Open DSuveges opened 2 months ago
I found what's causing the records to be dropped this is happening in the disambiguate function from the Grounding.scala
file. The drop is happening in the filter.
filter(
col(minDistinctKeywordsPerLabelPerPubOverKeywordPerPub) <= col(
minDistinctKeywordsPerLabelOverKeywordOverallPubs
)
And the KRAS records don't meet this criteria.
labelN | isMapped | minDistinctKeywordsPerLabelPerPubOverKeywordPerPub | minDistinctKeywordsPerLabelOverKeywordOverallPubs |
---|---|---|---|
kras | true | 2 | 1 |
kras | true | 2 | 1 |
kras | true | 2 | 1 |
kras | true | 2 | 1 |
kras | true | 2 | 1 |
Oh, this is not good. We need to understand what is going on exactly and change that function. I know some details about that function, it was prototyped for Miguel by @tskir back in the days.
@DSuveges directed me to the original issue and the original implementation proposal in pyspark form @tskir. I'll be reviewing those items to get more information in the feature.
Describe the bug
It has been identified that a certain drug/target connection is missing from the literature dataset. This (32955176) EuroPMC paper is available as abstract listing KRAS and sotorasib mentioned.
However this connection is not listed in the platform.
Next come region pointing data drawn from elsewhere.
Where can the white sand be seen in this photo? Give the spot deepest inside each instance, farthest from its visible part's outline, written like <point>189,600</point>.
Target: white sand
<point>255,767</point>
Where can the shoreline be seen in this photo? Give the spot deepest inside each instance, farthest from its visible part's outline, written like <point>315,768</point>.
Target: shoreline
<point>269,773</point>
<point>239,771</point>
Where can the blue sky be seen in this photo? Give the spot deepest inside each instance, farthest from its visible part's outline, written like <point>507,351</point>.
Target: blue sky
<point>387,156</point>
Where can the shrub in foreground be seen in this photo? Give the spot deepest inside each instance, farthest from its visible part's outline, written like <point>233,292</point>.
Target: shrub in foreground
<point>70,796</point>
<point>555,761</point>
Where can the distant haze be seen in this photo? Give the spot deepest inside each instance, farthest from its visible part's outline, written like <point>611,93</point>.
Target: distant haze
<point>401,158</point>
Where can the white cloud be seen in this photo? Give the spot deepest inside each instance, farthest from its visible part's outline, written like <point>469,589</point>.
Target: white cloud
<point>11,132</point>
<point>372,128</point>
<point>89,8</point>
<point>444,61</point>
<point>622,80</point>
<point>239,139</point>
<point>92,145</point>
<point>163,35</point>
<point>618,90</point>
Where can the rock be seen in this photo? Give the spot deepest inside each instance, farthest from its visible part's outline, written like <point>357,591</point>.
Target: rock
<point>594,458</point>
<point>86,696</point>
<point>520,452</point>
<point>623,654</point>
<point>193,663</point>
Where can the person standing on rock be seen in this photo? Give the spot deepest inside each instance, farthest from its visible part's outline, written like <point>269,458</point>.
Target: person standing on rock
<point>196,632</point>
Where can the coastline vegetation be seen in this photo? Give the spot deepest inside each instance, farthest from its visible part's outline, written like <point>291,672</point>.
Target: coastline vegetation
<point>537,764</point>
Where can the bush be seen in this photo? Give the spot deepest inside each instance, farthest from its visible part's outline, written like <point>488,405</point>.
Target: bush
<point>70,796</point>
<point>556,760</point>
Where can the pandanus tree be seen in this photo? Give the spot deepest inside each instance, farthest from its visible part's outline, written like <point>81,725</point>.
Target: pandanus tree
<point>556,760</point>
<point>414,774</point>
When investigating the case, I could identify the input json dataset:
gs://otar025-epmc/ml02/abstract/2022_05_27/NMP_patch-total-33.jsonl
These are the entities identified by the EuroPMC pipeline:
However, if I look at the ETL output, neither the mapped[1] nor the failed matches[2] dataset contains KRAS:
[1] gs://open-targets-data-releases/24.03/output/etl/parquet/literature/matches [2] gs://open-targets-data-releases/24.03/output/etl/parquet/literature/failedMatches
Expectation
All matches identified the by the EuroPMC pipelines are expected to be in either in the failed matches or in the mapped matches dataset.